Evidence for Reciprocal Structural Network Interactions Between Bilateral Crus Lobes and Broca's Complex

Front Neuroanat. 2020 Jun 18;14:27. doi: 10.3389/fnana.2020.00027. eCollection 2020.


While the proximal dentatothalamocortical tracts are considered pivotal in the occurrence of cerebellar mutism syndrome (CMS) after medulloblastoma resection, how the cerebellum participates in motor-speech networks through direct structural connectivity is still unclear. Via tractography, we provide evidence of cerebellar streamlines projecting into the left inferior frontal gyrus majorly connecting Broca's complex and the bilateral Crus lobes. The streamlines, named Crus-Broca tracts, originated from the bilateral Crus lobes, synapsed onto the dentate nucleus, ascended into the superior cerebellar peduncle (where these streamlines were closely superior to the superior border of the supratonsillar cleft and the superolateral roof of the fourth ventricle), surprisingly bypassed the left red nucleus and the left thalamus, and ended at the subregions of Broca's complex.
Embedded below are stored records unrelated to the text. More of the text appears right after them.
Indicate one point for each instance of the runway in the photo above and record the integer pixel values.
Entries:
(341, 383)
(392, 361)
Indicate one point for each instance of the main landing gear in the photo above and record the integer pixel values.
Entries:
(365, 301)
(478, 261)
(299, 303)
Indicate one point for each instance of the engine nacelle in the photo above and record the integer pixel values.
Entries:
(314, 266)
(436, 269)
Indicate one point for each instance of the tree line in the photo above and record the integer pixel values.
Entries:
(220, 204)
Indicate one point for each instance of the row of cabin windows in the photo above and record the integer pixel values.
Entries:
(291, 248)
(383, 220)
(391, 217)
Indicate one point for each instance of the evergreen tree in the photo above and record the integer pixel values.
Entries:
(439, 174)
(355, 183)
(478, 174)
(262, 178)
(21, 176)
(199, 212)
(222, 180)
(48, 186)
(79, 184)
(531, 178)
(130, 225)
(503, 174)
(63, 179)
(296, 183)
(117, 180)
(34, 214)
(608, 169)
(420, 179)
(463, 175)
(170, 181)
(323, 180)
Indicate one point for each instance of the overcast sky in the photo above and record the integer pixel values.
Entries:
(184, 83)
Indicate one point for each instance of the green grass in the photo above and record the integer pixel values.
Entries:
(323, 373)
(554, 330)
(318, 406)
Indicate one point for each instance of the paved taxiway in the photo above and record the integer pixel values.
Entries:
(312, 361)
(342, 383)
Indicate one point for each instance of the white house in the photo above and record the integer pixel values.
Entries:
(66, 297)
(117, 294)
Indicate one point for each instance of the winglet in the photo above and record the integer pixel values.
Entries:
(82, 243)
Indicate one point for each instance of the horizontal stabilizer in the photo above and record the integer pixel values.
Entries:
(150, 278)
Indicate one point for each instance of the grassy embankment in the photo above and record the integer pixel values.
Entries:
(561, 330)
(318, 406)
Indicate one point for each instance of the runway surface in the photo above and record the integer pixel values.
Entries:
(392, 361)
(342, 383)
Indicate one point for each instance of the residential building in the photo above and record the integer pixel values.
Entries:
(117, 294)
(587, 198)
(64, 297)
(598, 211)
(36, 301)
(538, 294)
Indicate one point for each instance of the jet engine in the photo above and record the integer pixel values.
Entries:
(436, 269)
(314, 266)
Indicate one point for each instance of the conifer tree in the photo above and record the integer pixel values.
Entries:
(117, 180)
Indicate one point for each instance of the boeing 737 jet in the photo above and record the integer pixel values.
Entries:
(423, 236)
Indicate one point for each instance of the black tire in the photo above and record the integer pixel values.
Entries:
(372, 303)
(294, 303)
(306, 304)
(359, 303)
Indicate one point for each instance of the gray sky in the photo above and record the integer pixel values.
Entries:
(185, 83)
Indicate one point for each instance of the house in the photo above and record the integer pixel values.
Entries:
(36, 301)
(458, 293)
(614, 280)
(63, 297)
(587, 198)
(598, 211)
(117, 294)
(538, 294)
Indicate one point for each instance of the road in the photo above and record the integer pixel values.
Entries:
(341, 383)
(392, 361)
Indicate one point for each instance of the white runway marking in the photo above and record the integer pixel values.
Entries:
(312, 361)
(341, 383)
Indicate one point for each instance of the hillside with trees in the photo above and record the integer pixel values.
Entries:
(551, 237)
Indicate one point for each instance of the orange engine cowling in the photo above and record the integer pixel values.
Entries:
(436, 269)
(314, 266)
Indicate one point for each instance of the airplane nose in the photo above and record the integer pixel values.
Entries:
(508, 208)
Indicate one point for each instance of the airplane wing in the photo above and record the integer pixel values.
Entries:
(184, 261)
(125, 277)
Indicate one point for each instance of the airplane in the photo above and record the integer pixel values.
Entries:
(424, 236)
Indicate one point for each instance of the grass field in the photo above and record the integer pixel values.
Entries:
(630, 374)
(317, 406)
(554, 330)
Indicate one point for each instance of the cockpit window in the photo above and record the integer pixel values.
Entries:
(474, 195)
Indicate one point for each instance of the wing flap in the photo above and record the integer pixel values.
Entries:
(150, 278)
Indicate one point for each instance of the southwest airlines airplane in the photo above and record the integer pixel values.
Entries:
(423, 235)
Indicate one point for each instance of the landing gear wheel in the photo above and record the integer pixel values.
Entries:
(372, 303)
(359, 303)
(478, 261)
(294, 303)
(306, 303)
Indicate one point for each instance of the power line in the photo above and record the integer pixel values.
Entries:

The streamlines, named Broca-Crus tracts, originated from the subregions of Broca's complex and ended predominantly at the right Crus lobes. If verified, the existence of these connections would support the notion of the bilateral cerebellums' participation in motor-speech planning, and the anatomical relationship of Broca-Crus tracts with the supratonsillar cleft would merit consideration for further studies aimed at further elucidating CMS mechanisms.

Keywords: apraxia of speech; cerebro-cerebellar loop; motor–speech planning; mutism; tractography.